MLFlow Initiative: Establishing Data Science Process Standards
Strategic Problem
As the first and only data scientist at Act-On Software, I identified a fundamental process gap: the organization lacked any systematic approach to machine learning experimentation and model management. Engineering and management had no understanding of data science workflows, and existing processes were designed entirely around software development rather than ML development.
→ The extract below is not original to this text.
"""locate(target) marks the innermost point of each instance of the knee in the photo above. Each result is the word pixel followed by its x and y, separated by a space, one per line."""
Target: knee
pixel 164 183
The specific challenges I was facing:
- Running 20-30 experiments daily testing different hyperparameters and feature combinations with no systematic way to track results
- Models and training code stored in Bitbucket alongside application code, which is inappropriate for machine learning artifacts
- No centralized repository for trained models
- Manual, time-consuming model handoffs to engineering
- Difficulty identifying best-performing models and feature sets across hundreds of experiments
- No reproducible process for model development
Without intervention, this lack of process would undermine the quality and reliability of all ML work at the company.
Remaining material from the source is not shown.